There are a number of cases in other states similar in many respects to the case at bar. Stombaugh v. Peerless Wire FenceCo., 198 Mich. 445, 164 N.W. 537; Carter v. Priebe Sons (Mo. App.) 77 S.W.2d 171; Wilson Co. v. McGee, 163 Okla. 99,21 P.2d 25; D'Oliveri v. Austin, Nichols Co., 211 A.D. 295, 207 N.Y.S. 699, 702. All of these cases are important and support the contentions of the appellant herein. In the last cited case the claimant was a fruit packer working in a storage house. He was accustomed to entering an ice box and *Page 646 taking in or out boxes of fruit or canned goods. On the night before the accident complained of, he was directed that on the next morning he should go into the ice box and bring out a certain quantity of fruit. Heavy overcoats were provided by the employer for the use of the employees during this work. On the day in question he went into the ice box and when he came out he felt cold and had a chill. On the same day he quit work, complained of a pain in his side and developed pneumonia, and upon these facts an award of compensation was granted to him, based upon a finding to the effect that he was subjected to special, unusual, and increased hazards by exposure to a temperature of approximately thirty-five degrees, the result of which was chills, cold, and pneumonia, but the award was reversed on appeal. The facts in that case, and in this case, are very much alike.

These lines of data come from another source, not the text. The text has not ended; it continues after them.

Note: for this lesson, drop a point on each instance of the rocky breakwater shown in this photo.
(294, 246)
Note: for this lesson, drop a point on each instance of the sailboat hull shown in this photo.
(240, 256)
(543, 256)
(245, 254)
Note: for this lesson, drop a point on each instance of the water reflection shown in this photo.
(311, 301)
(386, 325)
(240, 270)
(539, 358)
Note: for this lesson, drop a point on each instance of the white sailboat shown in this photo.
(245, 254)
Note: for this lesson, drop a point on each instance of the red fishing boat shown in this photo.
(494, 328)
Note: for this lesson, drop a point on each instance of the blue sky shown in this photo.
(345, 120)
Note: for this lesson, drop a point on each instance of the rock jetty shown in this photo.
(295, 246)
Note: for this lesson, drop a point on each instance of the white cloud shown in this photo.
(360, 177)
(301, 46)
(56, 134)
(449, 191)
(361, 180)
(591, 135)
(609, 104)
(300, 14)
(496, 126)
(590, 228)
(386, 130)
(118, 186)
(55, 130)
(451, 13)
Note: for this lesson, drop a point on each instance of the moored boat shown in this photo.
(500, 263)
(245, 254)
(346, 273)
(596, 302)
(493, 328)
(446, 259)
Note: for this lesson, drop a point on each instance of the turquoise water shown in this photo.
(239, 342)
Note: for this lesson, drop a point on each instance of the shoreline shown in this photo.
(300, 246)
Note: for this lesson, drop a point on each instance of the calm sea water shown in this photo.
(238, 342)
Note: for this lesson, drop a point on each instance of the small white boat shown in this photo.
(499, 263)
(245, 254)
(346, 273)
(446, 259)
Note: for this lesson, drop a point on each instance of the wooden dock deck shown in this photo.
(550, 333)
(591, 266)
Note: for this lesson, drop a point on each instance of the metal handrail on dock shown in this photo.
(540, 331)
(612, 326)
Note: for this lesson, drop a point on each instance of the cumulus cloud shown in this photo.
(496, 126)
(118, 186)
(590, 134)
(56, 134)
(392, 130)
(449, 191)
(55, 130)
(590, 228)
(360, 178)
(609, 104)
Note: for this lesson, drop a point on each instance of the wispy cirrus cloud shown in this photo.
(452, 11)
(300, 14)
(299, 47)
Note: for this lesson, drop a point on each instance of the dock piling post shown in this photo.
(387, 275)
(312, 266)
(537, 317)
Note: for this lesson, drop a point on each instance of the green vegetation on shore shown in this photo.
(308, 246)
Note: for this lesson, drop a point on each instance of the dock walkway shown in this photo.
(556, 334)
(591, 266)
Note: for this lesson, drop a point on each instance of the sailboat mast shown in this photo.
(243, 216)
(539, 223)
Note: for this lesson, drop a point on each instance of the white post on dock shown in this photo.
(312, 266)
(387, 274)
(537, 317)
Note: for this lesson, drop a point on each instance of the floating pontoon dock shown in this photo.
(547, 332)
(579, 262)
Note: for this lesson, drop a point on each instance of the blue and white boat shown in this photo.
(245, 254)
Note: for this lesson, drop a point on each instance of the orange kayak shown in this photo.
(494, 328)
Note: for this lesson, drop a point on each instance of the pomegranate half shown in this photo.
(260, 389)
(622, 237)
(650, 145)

The court observed that "the mere fact that complainant became cold by reason of continuing to work in [the ice box] was no accident."

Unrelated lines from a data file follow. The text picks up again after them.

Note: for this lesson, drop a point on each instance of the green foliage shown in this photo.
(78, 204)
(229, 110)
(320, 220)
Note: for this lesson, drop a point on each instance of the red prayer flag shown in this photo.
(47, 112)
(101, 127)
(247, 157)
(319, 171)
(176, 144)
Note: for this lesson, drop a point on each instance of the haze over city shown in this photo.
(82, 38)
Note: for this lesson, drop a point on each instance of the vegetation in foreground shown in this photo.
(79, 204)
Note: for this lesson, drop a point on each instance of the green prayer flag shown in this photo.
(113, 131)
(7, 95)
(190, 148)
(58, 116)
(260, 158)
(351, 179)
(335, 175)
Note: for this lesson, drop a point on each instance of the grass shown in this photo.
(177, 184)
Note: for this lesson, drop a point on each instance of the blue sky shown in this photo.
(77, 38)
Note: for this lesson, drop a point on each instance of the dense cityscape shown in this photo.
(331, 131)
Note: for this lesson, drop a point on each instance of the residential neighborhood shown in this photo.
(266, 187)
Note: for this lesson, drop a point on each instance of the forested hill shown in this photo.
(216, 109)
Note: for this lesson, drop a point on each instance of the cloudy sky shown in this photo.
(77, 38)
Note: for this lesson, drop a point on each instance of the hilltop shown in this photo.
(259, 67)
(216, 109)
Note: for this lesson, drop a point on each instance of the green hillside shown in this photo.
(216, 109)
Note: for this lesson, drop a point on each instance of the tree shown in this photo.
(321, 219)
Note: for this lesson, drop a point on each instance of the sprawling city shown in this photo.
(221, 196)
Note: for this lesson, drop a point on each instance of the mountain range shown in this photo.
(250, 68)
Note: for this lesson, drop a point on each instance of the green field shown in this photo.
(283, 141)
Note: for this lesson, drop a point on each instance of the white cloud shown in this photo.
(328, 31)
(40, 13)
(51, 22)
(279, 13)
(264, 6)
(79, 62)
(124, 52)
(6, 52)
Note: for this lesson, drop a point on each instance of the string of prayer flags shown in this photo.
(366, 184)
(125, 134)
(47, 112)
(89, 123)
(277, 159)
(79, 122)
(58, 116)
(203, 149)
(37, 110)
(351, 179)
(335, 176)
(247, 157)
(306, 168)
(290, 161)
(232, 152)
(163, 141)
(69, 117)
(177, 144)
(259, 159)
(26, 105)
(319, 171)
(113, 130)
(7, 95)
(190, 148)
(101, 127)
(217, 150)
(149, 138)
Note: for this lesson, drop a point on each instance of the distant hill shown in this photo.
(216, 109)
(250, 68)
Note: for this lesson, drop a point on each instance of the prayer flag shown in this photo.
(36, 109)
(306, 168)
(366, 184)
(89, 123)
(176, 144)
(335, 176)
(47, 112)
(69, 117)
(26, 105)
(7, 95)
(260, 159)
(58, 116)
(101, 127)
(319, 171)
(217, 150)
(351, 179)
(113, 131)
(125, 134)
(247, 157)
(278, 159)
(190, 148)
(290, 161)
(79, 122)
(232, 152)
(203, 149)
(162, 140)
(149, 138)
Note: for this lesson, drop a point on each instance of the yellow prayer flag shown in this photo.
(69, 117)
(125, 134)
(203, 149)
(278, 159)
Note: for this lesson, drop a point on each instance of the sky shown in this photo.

The first prayer of the defendant in this case, while not in the usual and best form, directing a verdict for the defendant, should have been granted, because under all the facts there is clearly no right of recovery for the appellee. The prayer in its present form could only accomplish that which would have been the result had the prayer been in the usual and better phraseology. It follows that the first prayer of the plaintiff was improperly granted. The court acted properly in refusing to withdraw a juror and grant a continuance in the case because of the presence in the courtroom of a small child of the deceased and the claimant. This matter was largely in the discretion of the court. Aside from this, it seems that the conduct and presence of the child was not so prejudicial as to justify the court in taking the action sought.

Because of the views above expressed, the other exceptions in this case will not be considered. For the above stated reasons, we must sustain the views of the Accident *Page 647 Commission, and reverse the judgment from which this appeal is taken.

Judgment reversed, with costs, and case remanded for ajudgment in conformity with this opinion.